Paired Immunoglobulin-like Type 2 Receptor Alpha G78R variant alters ligand binding and confers protection to Alzheimer’s disease

by Nisha Rathore, Sree Ranjani Ramani, Homer Pantua, Jian Payandeh, Tushar Bhangale, Arthur Wuster, Manav Kapoor, Yonglian Sun, Sharookh B. Kapadia, Lino Gonzalez, Ali A. Zarrin, Alison Goate, David V. Hansen, Timothy W. Behrens, Robert R. Graham

Paired Immunoglobulin-like Type 2 Receptor Alpha (PILRA) is a cell surface inhibitory receptor that recognizes specific O-glycosylated proteins and is expressed on various innate immune cell types including microglia. We show here that a common missense variant (G78R, rs1859788) of PILRA is the likely causal allele for the confirmed Alzheimer’s disease risk locus at 7q21 (rs1476679).

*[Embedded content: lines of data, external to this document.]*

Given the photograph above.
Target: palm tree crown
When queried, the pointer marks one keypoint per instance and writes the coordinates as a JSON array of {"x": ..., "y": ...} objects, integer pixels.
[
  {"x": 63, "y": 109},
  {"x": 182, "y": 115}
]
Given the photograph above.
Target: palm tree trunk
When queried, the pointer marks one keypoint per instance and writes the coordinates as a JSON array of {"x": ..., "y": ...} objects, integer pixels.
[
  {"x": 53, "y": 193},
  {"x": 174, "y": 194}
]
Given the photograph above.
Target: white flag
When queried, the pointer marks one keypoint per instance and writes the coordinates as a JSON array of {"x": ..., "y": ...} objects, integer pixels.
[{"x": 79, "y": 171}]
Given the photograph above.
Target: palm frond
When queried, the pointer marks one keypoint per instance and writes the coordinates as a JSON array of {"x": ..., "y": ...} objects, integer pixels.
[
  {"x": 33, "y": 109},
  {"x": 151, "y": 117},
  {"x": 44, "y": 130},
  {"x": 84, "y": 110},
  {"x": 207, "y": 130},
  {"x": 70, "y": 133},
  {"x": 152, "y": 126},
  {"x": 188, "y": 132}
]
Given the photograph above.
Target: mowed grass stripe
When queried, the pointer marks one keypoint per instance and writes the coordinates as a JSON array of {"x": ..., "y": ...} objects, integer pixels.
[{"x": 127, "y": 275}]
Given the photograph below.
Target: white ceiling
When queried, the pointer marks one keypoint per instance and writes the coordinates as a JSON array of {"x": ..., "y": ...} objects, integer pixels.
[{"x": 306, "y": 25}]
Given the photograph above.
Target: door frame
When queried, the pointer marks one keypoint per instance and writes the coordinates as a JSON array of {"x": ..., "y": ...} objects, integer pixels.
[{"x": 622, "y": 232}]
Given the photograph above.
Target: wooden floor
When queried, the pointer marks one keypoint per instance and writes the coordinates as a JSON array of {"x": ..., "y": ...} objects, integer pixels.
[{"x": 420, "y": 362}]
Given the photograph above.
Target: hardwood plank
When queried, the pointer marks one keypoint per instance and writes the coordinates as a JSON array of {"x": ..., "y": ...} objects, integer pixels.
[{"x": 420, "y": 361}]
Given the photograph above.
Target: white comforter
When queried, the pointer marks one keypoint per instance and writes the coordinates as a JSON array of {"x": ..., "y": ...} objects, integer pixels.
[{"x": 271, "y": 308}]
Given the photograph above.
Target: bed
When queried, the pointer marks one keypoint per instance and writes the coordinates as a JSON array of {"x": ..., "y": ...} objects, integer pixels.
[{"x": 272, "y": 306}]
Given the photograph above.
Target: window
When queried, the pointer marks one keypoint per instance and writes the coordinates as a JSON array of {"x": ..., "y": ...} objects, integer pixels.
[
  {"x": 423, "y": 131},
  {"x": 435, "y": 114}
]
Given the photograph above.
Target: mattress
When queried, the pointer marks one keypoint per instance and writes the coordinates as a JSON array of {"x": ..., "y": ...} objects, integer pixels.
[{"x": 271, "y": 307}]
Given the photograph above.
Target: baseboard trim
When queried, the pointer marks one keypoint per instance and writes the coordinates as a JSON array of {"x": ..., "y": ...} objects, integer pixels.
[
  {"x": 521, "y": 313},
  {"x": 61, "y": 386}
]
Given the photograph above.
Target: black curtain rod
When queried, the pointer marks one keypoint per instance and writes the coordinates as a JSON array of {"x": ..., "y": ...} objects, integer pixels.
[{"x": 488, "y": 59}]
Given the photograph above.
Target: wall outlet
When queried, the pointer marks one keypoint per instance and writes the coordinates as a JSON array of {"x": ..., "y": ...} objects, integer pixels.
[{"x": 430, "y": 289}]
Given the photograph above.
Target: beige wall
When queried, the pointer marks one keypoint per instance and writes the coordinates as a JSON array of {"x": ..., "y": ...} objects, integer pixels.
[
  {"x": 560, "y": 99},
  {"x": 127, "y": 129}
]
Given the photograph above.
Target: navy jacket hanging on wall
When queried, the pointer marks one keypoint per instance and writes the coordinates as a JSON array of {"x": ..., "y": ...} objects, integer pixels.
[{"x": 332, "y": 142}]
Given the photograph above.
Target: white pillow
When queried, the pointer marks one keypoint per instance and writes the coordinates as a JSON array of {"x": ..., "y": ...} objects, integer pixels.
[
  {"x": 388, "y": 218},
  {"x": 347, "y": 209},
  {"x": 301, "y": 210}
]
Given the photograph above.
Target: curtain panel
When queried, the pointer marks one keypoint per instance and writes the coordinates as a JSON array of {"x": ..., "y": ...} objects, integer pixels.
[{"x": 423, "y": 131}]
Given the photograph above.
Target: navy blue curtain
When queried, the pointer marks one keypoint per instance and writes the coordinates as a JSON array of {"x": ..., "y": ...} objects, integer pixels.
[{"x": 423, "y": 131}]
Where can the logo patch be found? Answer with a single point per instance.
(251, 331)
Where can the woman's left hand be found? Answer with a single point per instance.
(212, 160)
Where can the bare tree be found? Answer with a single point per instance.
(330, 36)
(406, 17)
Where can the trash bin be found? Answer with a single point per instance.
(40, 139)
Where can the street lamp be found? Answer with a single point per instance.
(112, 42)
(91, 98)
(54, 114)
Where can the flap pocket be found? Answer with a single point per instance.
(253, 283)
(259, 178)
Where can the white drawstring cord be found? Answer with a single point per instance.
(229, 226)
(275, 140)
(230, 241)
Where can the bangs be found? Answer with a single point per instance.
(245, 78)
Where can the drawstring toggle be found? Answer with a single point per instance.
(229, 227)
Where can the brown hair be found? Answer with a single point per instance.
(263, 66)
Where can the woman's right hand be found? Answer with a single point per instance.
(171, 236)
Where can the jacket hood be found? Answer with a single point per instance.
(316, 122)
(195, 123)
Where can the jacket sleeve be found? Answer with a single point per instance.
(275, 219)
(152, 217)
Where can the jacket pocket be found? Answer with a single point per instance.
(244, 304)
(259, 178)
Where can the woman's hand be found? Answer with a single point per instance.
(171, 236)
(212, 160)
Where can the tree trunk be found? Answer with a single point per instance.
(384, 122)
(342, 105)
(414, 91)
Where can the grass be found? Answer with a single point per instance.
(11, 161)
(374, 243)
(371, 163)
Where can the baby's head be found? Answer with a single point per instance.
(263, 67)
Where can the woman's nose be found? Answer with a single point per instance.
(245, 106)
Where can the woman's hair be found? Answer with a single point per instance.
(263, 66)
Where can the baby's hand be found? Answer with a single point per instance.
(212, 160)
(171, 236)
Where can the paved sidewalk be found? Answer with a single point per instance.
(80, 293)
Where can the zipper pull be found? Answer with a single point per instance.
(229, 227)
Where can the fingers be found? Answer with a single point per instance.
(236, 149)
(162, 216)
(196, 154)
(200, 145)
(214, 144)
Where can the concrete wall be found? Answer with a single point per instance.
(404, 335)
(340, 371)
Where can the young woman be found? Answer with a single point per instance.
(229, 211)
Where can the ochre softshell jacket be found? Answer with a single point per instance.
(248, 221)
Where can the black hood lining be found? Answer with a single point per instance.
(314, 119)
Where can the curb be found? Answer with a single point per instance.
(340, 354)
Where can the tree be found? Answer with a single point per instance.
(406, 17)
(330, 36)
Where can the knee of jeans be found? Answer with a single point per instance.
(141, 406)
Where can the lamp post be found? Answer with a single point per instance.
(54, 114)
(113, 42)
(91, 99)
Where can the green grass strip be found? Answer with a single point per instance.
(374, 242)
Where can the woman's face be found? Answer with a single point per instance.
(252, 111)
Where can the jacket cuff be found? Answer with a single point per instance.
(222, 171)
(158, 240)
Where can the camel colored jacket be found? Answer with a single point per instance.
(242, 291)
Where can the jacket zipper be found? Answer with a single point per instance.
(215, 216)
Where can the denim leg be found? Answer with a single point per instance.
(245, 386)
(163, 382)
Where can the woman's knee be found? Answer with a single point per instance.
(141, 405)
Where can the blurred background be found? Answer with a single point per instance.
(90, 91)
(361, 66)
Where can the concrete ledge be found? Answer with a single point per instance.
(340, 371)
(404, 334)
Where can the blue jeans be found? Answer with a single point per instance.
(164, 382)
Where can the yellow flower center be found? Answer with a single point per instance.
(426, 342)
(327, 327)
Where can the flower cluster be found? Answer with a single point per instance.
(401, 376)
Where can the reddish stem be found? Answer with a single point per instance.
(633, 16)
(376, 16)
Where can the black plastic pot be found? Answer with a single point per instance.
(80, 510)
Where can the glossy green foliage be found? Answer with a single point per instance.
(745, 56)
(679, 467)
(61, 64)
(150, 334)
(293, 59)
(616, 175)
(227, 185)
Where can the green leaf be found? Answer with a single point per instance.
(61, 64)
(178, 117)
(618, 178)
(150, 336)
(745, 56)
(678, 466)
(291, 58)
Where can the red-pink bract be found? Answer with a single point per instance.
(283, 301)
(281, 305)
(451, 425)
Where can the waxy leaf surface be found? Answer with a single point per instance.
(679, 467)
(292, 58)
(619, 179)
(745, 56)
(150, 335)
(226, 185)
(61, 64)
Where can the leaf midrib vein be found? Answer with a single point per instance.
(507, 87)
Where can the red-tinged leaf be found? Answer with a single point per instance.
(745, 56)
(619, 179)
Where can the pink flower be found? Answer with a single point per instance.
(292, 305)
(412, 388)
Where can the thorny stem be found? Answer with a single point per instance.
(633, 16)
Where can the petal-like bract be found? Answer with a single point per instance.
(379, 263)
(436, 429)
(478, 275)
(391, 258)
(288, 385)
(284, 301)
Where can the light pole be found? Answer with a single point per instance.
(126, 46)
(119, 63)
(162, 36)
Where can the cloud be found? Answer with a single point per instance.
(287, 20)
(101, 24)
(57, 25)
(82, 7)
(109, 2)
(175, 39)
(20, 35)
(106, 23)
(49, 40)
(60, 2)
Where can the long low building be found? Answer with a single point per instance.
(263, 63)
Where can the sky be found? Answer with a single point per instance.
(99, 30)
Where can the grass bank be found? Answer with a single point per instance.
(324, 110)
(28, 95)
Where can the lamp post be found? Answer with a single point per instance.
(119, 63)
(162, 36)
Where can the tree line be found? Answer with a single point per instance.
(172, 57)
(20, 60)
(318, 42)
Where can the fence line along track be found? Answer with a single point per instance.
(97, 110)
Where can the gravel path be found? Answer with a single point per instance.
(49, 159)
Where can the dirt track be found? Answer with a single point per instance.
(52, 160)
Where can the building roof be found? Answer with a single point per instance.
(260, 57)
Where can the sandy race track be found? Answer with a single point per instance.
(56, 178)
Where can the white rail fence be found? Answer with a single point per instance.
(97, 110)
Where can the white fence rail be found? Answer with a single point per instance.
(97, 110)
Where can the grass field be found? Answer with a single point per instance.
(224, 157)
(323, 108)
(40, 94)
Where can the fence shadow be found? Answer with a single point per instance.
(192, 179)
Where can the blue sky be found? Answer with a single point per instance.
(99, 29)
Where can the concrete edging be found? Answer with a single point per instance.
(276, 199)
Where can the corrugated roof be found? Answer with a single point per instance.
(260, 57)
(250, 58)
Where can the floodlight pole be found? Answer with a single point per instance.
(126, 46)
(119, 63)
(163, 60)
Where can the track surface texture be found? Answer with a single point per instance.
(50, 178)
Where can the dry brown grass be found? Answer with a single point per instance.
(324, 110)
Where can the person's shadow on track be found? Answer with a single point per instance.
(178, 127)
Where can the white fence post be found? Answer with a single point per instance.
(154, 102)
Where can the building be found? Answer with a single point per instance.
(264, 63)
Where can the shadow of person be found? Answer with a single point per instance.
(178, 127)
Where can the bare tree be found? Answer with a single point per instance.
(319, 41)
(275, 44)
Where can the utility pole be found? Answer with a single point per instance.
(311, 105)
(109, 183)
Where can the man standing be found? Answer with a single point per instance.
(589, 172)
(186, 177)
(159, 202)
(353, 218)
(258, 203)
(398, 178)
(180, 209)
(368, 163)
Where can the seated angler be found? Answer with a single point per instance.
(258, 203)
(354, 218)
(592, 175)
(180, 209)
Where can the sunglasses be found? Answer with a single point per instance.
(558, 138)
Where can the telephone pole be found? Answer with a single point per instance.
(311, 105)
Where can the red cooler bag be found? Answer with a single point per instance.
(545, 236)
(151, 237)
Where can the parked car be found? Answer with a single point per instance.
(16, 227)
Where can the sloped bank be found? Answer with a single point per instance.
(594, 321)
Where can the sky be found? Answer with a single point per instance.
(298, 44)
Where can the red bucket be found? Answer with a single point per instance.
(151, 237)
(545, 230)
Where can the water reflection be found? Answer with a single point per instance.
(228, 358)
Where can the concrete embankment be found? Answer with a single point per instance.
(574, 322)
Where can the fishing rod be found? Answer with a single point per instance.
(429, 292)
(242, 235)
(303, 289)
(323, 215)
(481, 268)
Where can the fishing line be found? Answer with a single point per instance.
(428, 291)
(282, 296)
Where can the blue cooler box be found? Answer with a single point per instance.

The G78R variant alters the interaction of residues essential for sialic acid engagement, resulting in >50% reduced binding for several PILRA ligands including a novel ligand, complement component 4A, and herpes simplex virus 1 (HSV-1) glycoprotein B. PILRA is an entry receptor for HSV-1 via glycoprotein B, and macrophages derived from R78 homozygous donors showed significantly decreased levels of HSV-1 infection at several multiplicities of infection compared to homozygous G78 macrophages. We propose that PILRA G78R protects individuals from Alzheimer’s disease risk via reduced inhibitory signaling in microglia and reduced microglial infection during HSV-1 recurrence.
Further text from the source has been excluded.